“You ought not to be up here,” hoarsely said Paulina at last. “I’m going now; come. I want to lock the attic door.”

“I asked Uncle Pieter for permission,” Jannet returned, “and Cousin Diana gave me these keys. I did not expect to find any one at all here.”

Jannet dangled her keys before Paulina’s eyes. “Why don’t you think I ought to be here, Paulina? If there is anything wrong with the place, Uncle Pieter ought to be told.”

“Your uncle knows all that he wants to know,” replied Paulina. She frowned and was obviously displeased at Jannet’s being there. Jannet wondered what she would have thought if Nell had come, too. But Paulina could just get over thinking that she could run everything.

At Miss Hilliard’s school, Jannet was in the habit of obedience to her elders. Here, too, she respected the authority of her uncle and her cousins, but beyond them, Jannet’s Dutch independence asserted itself.

“I’m sorry, Paulina,” Jannet said courteously, “that you don’t want me to be in the attic, but I have every right to be here and I shall stay. You need not be worried about anything of yours. I shall not touch your trunk, and if you will tell me what else is yours, I will certainly keep away from it.”

But Paulina made no reply. She stalked out with her usual stiffness, leaving the door open.

“Of all the impolite people, you are the worst I ever saw,” thought Jannet, but she did not say it aloud. Perhaps, after all, Paulina’s silence was better than harsh words.

The field was Jannet’s. What should she do first? She did not quite like to explore the dim recesses, beyond the wider, well floored part, when she was by herself. Perhaps she would reserve that till Nell could be with her. There was a window in this part, shut and fastened with a nail, loosely pushed in. Jannet pulled out the nail, raising the old, small-paned window and finding that it would not stay up. But she saw a piece of wood that must have been used for the purpose and with this she propped the window, letting the fresh air in and also increasing the amount of light, for there was a calico curtain over the window panes, tacked to the frame.
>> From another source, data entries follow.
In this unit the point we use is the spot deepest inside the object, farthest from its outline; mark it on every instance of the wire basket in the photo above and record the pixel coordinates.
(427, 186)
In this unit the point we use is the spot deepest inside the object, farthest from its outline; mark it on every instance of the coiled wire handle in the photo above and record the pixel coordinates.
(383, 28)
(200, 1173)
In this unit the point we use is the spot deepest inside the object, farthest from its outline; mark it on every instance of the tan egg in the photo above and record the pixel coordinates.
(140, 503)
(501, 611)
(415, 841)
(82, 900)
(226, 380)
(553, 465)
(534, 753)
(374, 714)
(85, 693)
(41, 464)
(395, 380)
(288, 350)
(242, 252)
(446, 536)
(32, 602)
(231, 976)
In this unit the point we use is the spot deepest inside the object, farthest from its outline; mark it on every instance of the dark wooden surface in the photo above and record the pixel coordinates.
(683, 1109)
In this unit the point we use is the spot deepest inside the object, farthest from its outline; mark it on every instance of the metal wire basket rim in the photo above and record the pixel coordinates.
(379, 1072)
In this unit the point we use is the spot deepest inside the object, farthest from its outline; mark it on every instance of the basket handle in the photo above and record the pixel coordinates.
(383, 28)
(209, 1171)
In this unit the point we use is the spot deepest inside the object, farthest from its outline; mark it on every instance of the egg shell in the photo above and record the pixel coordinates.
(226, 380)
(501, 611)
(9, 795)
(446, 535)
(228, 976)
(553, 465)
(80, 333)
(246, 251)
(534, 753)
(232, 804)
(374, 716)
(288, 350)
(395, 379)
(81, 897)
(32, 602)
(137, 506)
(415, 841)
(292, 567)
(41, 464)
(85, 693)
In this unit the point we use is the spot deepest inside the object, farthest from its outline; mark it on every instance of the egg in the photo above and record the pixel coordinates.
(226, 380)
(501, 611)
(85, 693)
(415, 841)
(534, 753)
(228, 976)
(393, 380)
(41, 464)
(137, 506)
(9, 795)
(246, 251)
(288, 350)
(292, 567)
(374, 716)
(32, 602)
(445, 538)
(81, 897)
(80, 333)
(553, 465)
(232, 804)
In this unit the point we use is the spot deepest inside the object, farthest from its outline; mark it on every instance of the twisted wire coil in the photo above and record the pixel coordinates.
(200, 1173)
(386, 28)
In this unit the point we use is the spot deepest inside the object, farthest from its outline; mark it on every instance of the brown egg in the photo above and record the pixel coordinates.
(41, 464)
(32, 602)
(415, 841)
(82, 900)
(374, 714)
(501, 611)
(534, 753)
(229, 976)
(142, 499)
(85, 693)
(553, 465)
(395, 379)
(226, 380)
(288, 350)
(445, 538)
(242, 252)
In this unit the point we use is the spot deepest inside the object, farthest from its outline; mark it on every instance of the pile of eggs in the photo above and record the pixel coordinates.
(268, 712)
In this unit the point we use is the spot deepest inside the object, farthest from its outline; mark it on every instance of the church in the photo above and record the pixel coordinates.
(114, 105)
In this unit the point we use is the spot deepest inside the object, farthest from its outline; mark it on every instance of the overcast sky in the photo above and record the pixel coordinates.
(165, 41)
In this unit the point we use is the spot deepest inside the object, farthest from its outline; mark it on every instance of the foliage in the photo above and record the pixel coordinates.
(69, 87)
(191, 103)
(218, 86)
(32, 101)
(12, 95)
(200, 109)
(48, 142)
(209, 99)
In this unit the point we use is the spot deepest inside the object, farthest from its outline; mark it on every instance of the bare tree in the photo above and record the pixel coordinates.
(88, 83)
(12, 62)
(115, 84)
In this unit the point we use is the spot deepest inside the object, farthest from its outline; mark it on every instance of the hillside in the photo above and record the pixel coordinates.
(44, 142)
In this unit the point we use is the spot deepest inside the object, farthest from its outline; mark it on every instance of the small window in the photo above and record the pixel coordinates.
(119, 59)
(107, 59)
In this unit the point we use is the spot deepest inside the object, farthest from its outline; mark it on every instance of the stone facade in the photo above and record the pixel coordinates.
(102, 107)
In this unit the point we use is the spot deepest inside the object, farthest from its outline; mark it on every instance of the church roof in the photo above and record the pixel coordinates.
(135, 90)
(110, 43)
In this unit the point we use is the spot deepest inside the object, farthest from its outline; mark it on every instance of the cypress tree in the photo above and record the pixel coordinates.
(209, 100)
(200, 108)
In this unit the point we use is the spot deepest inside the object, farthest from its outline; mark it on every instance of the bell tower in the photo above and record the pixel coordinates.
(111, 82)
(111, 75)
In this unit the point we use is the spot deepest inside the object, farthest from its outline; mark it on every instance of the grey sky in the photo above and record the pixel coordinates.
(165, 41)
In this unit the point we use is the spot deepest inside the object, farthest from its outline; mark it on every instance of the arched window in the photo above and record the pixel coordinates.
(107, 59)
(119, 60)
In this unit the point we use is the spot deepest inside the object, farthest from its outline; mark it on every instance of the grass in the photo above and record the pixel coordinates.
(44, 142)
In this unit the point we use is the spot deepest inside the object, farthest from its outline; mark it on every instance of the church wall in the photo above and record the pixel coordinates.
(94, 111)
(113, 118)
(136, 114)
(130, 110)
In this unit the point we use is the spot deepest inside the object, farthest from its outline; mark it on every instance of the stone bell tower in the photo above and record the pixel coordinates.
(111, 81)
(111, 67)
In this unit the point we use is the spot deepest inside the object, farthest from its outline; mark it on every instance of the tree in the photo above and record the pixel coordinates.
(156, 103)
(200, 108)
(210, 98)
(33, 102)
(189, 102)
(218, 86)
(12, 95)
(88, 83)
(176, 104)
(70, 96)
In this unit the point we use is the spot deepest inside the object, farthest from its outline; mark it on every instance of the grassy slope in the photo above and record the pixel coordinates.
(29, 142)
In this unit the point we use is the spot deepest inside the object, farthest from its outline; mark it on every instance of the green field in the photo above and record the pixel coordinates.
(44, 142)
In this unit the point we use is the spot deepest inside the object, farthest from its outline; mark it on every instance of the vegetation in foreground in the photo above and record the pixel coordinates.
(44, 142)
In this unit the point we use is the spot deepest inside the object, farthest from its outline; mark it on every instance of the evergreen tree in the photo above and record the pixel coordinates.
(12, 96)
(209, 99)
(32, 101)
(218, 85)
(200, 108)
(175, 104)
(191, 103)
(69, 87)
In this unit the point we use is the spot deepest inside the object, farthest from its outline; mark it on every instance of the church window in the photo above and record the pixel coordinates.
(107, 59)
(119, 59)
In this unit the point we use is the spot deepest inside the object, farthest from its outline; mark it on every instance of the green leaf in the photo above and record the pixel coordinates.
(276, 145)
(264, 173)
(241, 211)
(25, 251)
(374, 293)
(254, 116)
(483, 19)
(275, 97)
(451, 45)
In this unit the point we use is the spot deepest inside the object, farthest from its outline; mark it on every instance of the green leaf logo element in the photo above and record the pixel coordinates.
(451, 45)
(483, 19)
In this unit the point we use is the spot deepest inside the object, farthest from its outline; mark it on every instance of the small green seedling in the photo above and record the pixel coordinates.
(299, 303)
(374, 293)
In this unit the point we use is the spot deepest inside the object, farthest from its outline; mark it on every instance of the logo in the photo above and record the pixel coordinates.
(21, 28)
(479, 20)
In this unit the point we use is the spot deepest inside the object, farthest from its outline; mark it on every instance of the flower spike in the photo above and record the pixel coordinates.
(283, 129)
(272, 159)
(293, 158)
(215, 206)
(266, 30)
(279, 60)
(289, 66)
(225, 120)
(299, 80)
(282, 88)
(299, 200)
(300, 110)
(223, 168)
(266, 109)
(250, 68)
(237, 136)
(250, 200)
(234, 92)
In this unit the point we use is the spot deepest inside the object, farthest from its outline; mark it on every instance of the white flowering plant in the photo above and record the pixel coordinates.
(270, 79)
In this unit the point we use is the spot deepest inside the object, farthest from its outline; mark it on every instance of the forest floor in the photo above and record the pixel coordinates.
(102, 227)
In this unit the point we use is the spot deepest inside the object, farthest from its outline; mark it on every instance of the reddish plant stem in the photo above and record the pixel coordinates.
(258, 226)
It was quite neat here, not newly mopped or fresh as the other parts of the house were, but the floor had been swept back as far as the rows of trunks and chests extended. Jannet’s eye was caught by an old single bed, whose length extended along one wall, away from the window. On this were bundles, of odd sizes, she guessed, from the different bulges in the old cover over the whole, a piece of yellowed, gay-figured percale, or muslin of a sort.